America is finally seeing the kind of muscle it deserves when it comes to the price gouging racket run by Big Pharma, and Dr. Mehmet Oz was right to call this moment out on Newsmax — our drugs should not cost Americans more than they cost citizens in other developed nations. Dr. Oz praised the administration’s TrumpRx initiative and said the entrenched lobby interests that have long protected sky-high U.S. prices are being challenged. Conservative Americans should celebrate when leaders stand up for patients over special interests.

This week the White House announced a concrete first step: a deal with Pfizer to offer many medicines at steep discounts and the creation of a federal TrumpRx portal to help consumers buy drugs directly from manufacturers. Officials say the platform and the price commitments are meant to bring American prices more in line with those paid abroad, and Pfizer publicly committed to significant discounts and domestic investments as part of the arrangement. This is the kind of results-oriented policy voters sent conservatives to Washington to produce.

The policy rests on a commonsense “most-favored-nation” principle: stop allowing foreign governments and systems to freeload while Americans shoulder the lion’s share of research costs. The administration has used that leverage — including the threat of tariffs — to force negotiations that previous presidents and timid lawmakers could not. It’s a straightforward win for price fairness and national interest over global freeloading.

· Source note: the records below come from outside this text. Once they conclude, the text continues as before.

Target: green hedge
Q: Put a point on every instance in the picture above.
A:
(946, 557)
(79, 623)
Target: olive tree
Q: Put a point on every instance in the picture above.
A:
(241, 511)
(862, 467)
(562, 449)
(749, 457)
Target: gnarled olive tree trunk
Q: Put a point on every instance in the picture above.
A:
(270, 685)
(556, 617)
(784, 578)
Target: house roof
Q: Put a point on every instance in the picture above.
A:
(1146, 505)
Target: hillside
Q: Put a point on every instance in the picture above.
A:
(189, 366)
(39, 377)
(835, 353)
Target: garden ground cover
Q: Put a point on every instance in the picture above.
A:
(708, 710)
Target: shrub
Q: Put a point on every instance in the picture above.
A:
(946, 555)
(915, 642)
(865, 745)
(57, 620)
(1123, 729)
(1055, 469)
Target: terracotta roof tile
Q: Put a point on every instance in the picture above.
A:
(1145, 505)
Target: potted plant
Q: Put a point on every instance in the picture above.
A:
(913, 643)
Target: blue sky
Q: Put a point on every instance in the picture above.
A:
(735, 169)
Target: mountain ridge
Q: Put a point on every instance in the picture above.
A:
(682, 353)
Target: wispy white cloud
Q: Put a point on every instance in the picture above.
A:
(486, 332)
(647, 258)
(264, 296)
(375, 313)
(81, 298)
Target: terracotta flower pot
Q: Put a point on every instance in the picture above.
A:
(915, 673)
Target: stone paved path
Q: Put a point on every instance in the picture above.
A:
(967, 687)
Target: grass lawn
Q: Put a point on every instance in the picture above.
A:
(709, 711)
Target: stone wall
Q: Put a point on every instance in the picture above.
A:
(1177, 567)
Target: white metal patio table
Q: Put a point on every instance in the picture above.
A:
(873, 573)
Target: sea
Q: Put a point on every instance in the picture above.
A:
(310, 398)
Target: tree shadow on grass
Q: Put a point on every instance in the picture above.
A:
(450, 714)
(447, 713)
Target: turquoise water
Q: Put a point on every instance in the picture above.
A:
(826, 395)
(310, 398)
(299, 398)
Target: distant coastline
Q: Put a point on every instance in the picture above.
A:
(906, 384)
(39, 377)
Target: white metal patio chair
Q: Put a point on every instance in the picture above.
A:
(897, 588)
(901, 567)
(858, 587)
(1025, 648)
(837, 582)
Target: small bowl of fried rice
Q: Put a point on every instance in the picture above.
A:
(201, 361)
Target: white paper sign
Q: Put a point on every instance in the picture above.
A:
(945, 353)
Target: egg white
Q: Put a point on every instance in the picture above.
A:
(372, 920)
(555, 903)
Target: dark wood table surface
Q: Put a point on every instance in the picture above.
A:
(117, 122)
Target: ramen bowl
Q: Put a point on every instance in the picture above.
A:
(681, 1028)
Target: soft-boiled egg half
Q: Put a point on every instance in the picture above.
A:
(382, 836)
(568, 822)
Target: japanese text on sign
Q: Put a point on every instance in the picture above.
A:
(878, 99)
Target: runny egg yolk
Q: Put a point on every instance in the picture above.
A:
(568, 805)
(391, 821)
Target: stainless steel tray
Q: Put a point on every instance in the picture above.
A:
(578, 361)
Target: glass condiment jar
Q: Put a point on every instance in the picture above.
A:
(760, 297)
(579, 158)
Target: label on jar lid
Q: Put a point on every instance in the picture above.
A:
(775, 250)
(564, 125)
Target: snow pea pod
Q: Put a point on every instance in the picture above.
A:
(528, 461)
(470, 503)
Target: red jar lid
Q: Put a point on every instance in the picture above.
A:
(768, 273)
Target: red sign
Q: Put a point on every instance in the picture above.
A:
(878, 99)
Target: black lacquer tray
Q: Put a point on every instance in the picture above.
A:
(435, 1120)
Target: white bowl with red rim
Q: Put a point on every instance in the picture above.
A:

Let’s be clear: using the tools of statecraft and commerce to defend American consumers is not “woke” or “radical,” it’s patriotism. Republicans in Congress and conservative commentators have rightly applauded the White House for strong-arming deals that benefit everyday families and seniors who are squeezed by runaway list prices. If you’re fed up with empty promises from the left, this is proof that conservative leadership delivers practical results.

Of course, the legacy media and Beltway analysts are already sneering and insisting the impact will be negligible — but that cynicism ignores the reality of leverage and market response. Policy skeptics frequently forget that market incentives change behavior: when manufacturers see that Washington is serious about ending American price subsidies, they adapt and offer discounts to preserve market access. Healthy skepticism is fine; wholesale defeatism is not acceptable when people’s medicine cabinets and family budgets are on the line.

We’re already seeing the private sector move — other drugmakers are signaling they’ll follow Pfizer’s lead and even sell certain medicines at steep discounts directly to U.S. consumers, with Amgen announcing deep cuts on key therapies. Pfizer’s reported commitments to invest billions into domestic manufacturing and R&D show that patriotism and profit can coexist when policy is clear and America-first. This is how conservatives reform markets: pressure bad actors, reward domestic investment, and protect consumers.

If TrumpRx lives up to its promise and launches early next year as officials expect, it will be a turning point — not because government is now the solution, but because a bold conservative administration forced private companies to compete fairly for American consumers. The fight isn’t over; we must demand transparency, broaden participation beyond one company, and push for expanded accountability so discounts reach the uninsured and those on fixed incomes. Stand with leaders who fight, and let Big Pharma know: no more freeloading on the backs of hardworking Americans.